Xico you can run fdisk but do not absolutley do not delete or create a partition. But select option 4 view the partition(s) to do this 

with the floppy in at the a prompt fype fdisk,,,,,,,select large disk support and then the choices are fairly logical after that to view. Are the partitions there? Hit esc to get out, and ctrl+alt+del to restart or power off.

Also are you sure you did'nt pull the ribbon out of the hard drive a tiny bit?


----------



## xico (Jun 29, 2002)

Hi Bandit!

Hmmmm. Have to check the hard drive first before I do anything else. Thanks for the info. It's appreciated. 

Xico


----------



## bandit429 (Feb 12, 2002)

Im gonna mostly watch Rog LOL. I just had that one idea. It is worth a try just to see. Im out unless I see something missed. Oh and I believe its normal for testmem to be off in windows 95 unless there is a problem.


----------



## xico (Jun 29, 2002)

OKay Bandit! If I can ever get back to msconfig I'll change HIMEM back to OFF. Thanks!

Xico


----------



## Rollin' Rog (Dec 9, 2000)

Have you tried creating one of those memory testers on a floppy?

These bypass ALL OS related files and even the hard drive itself.

The memtest86 is pretty easy to use; you just create the "image" floppy, boot with it and watch it run as I recall. You should not see any "fails". There are seven different loops with sub loops that should be left to complete.

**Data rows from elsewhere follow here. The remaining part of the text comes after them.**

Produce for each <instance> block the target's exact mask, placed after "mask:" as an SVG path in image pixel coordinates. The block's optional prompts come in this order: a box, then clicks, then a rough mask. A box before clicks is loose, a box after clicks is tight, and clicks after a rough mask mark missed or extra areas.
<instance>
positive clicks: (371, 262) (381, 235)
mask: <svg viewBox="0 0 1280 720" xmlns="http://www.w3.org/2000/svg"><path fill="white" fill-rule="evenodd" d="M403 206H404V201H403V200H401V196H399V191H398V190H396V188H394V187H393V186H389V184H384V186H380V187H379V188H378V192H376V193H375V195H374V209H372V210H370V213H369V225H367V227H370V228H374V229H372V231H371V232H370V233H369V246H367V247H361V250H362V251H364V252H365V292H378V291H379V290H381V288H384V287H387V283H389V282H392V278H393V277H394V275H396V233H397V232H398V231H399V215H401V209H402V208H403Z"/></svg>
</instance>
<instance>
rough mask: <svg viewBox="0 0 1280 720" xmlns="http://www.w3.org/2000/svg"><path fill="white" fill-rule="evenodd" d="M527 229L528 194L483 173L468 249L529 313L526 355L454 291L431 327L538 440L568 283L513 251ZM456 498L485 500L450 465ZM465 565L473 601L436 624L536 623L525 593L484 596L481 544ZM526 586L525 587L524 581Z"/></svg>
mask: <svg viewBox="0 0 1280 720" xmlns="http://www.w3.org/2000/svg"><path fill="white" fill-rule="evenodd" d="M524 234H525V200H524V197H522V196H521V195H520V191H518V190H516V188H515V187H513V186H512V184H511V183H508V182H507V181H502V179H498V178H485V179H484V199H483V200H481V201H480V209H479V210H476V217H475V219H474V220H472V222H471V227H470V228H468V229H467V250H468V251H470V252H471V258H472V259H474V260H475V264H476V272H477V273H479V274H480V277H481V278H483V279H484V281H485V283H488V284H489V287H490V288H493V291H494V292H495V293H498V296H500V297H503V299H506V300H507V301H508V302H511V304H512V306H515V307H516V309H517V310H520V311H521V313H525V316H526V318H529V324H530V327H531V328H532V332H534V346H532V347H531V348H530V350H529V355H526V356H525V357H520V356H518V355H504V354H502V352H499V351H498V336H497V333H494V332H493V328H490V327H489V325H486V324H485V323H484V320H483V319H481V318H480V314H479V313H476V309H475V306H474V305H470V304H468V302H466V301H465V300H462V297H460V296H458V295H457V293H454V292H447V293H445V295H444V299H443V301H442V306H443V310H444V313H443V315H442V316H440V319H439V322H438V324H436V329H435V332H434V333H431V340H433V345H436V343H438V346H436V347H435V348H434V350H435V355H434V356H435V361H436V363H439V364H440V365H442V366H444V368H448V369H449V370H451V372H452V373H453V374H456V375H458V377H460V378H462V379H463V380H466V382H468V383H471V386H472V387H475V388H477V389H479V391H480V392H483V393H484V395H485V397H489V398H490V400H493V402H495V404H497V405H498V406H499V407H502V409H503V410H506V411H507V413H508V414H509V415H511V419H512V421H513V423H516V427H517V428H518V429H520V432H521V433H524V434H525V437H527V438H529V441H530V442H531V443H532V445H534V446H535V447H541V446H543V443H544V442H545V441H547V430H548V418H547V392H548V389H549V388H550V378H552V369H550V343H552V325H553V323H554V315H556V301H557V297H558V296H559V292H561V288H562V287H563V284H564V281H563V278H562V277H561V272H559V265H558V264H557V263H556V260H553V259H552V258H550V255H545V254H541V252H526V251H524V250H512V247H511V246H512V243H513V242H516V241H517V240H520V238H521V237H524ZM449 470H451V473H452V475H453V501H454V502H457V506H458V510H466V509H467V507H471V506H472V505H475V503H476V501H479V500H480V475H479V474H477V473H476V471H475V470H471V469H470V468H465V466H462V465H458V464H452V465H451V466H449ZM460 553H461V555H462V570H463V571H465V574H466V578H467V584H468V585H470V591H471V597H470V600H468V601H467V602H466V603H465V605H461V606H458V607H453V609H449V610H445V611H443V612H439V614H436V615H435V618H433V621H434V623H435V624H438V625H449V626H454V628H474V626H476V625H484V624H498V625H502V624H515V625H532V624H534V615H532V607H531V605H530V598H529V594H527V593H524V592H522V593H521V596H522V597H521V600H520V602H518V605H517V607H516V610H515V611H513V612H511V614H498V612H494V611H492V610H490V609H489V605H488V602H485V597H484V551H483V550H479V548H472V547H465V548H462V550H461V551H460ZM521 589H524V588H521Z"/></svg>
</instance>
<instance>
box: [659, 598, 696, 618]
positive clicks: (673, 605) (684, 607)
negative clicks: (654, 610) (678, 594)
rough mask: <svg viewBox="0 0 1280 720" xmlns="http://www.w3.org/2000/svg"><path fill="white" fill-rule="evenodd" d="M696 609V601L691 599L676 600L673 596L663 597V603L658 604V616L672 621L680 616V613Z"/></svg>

If you continue to get the "operating system not found" message when trying normal boots, use a Win95 startup floppy >> it must be for Win95 << and once you get to the a:> prompt enter:

sys c:

I'd test the ram first.

http://www.computerhope.com/issues/ch000181.htm

If you get new errors after doing the sys c: see this link:

http://support.microsoft.com/defaul...port/kb/articles/Q149/1/10.ASP&NoWebContent=1

You must make sure the msdos.sys file in c: contains the proper [Paths] header and statements as it can be damaged by a sys c: in some cases.

>> by the way, can you enter the BIOS setup and see if the ram is recognized there?


----------



## xico (Jun 29, 2002)

I have not done what you recommended yet, but I will shortly. I got sidetracked with some domestic chores--but I will follow your directions.
Thanks, Rog!  

Xico


----------



## xico (Jun 29, 2002)

I'll hit in the morning. I'm exhausted at the moment. Thanks again.


----------



## Rollin' Rog (Dec 9, 2000)

Okedoke, the memory should be recognized in the BIOS first and foremost, but that doesn't ensure that it is good.

The software tester will also tell you how much it "sees".


----------



## xico (Jun 29, 2002)

THANK YOU, Rog and Bandit! Sorry I took so long getting back, but it was a real job pulling those memory sticks! I had to take out the net working card, the sound card and then the power pack, and then with the help of my son's smaller hands we managed to remove and reseat those memory sticks. Once I realized what I had to do, win, lose or draw, I got it done. And it cranked up with out a problem for a little while, but that's another story. THANKS AGAIN, I really appreciate the advice.

Xico


----------